In terms of earnings, a study has shown  that Filipino freelancers earn a monthly average of about P39,000, working for about 32 hours weekly, Villafuerte added.  

“The  flexible work hours the gig economy has consequently attracted the country’s millennial and youth workforce,” Villafuerte said.

Under the bill, the Departments of Information and Communications Technology (DICT) and of  Education, (DepEd); the Commission on Higher Education (CHED), and the Technical Education and Skills Development Authority (TESDA) is required  to craft a a masterplan to provide access to training, market support and other forms of assistance to workers pursuing digital careers. 

Meanwhile, the Departments of Labor and Employment (DOLE) and of Trade and Industry (DTI), in consultation with the DICT, Department of  the Interior and  Local Government (DILG), DepEd, Bureau of Internal Revenue (BIR),    CHED,  and  TESDA,  are  tasked under the bill to draw up labor  standards for a digital career workers, including the compliance by employers  with the prescribed minimum wage rates,. 

Villafuerte said these standards should also include the  adoption of a simple process for the registration of, and filing of complaints by,  digital career workers, freelancers, or freelance workers; the setting up of minimum requirements for persons to be qualified as digital career workers in the form of industry-centric certifications or training; and the adoption of a simple mechanism to ensure that  digital career workers, freelancers or freelance workers file taxes and other fees due to the government.
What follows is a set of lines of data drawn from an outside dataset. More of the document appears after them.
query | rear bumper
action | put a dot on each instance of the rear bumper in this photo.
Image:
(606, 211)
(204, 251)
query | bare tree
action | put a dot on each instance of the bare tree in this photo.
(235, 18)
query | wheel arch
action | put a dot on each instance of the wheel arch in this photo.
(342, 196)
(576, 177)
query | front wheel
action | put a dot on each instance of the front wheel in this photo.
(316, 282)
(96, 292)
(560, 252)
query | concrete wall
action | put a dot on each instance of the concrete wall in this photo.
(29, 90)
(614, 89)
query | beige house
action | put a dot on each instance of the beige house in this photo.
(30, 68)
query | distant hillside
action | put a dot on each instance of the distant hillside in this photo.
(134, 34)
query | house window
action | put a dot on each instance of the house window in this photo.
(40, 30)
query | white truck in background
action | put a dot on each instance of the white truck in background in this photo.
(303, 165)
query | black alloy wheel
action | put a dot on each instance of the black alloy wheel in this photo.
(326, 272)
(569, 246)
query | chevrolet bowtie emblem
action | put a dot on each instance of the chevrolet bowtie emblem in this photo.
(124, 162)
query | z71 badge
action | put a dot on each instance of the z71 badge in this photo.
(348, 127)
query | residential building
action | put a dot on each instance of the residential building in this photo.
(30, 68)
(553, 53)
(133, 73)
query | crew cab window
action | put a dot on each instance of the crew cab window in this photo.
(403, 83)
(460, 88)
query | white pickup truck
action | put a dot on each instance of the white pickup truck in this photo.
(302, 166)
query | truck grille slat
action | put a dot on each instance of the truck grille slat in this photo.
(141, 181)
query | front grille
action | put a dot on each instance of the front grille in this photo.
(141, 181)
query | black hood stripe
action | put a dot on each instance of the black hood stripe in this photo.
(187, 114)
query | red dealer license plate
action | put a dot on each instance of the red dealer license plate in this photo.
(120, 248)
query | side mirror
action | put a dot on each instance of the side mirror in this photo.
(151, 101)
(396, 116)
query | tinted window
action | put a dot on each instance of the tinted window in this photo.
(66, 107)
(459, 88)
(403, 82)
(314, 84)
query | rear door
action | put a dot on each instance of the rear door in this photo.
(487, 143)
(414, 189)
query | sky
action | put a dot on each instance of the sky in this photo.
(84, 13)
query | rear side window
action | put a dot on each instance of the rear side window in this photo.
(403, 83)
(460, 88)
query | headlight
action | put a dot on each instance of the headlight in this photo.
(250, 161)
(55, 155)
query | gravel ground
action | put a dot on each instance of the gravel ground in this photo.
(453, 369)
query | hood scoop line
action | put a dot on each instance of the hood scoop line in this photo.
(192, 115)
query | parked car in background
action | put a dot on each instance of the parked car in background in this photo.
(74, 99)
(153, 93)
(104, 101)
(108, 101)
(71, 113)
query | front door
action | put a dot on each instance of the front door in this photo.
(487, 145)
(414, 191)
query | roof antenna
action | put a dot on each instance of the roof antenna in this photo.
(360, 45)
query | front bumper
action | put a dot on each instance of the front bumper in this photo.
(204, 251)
A study has shown  that Filipino freelancers earn a monthly average of about P39,000

The bill also provides for incentives to digital workers and freelancers in the form of scholarships, training, subsidies, grants-in-aid, and start-up support.

The DICT, Departments of Budget Management (DBM) and of Public Works and Highways (DPWH) and other relevant departments and agencies are mandated under the bill to  ensure universal access to the high-speed, quality, and affordable Internet by prioritizing and facilitating the development of connectivity infrastructures in the localities across the country. 

Villafuerte said “the DILG and DICT shall jointly assess the e-Readiness of all municipalities, cities, provinces, and regions to ensure a thriving digital careers ecosystem.”

He said  integrating workers in the “gig economy” into the overall labor regulatory framework and providing them the necessary support from the government will “further the government’s industrialization policy by maintaining a policy environment conducive to and supportive of innovations and creative business strategies.” 

The National Digital Careers Act will complement  his other House-approved proposed legislation such as the Bangko sa Baryo Bill (HB 6924) and the Electronic Government Bill (HB 6027).

Villafuerte and Speaker Alan Peter Cayetano are the lead authors of the substitute bill (HB 6864) on the proposed “Better Normal” Act, which provides for, among others, the speedy implementation of  E-Government, the National Identification (ID) Act and the National Broadband Plan (NBP).

He said the country needs to fast-track its switch to digitalization, more so when contactless transactions are the preferred modes in this time of social distancing and other safety protocols to avoid transmission of the coronavirus disease (COVID-19).